Alpine glacier seeks World Heritage status

Switzerland's Aletsch glacier attracts thousands of tourists each year Keystone

Switzerland's Aletsch glacier, the largest in the Alps, could soon be placed on Unesco's list of world heritage sites. The government has announced it intends to put forward the glacier and surrounding region as a candidate to Unesco on Friday.

This content was published on June 28, 2000 - 12:12

The head of the environment ministry, Moritz Leuenberger, will formally hand in the bid at the organisation's headquarters in Paris. If successful, the Jungfraujoch region would join the likes of Mount Kilamanjaro and the United States' Grand Canyon,

United Nations officials could take up to one year to examine the request.
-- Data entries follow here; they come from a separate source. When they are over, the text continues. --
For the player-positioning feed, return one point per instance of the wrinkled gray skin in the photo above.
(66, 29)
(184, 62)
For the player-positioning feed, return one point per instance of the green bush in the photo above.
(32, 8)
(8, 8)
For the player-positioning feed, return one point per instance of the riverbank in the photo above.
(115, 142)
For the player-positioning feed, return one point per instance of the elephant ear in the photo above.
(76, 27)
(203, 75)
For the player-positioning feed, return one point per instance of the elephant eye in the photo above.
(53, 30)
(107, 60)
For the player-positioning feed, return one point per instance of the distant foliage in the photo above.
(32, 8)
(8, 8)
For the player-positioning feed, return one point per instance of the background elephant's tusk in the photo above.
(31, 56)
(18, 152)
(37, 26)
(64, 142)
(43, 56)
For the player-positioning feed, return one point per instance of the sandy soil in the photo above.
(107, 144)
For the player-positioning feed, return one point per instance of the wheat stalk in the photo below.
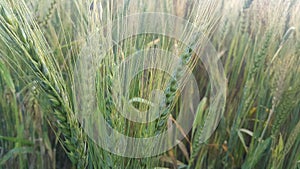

The proposed region covers 471 square kilometres, most of it in canton Vaud and 70 square kilometres in canton Berne. The region, which includes three of Switzerland's most famous peaks, the Eiger, Mönch and Jungfrau, would be the first natural site in the Alps included on the Unesco list.

Since 1993, the region has been protected under Swiss law and deemed of national importance. The Aletsch glacier is in need of protection as it is retreating on average 50 metres per year. Many scientists have attributed this largely to global warming.

Unesco status would not lend any further protective measures, but would highlight the area's value as an internationally esteemed natural site. It would also help to attract tourists to the Valais region, which relies heavily on tourism for its income.

The old city of Berne, the convent of St Gallen, and the Benedictine convent of St John at Müstair, are the three Swiss places already declared World Heritage Sites by Unesco.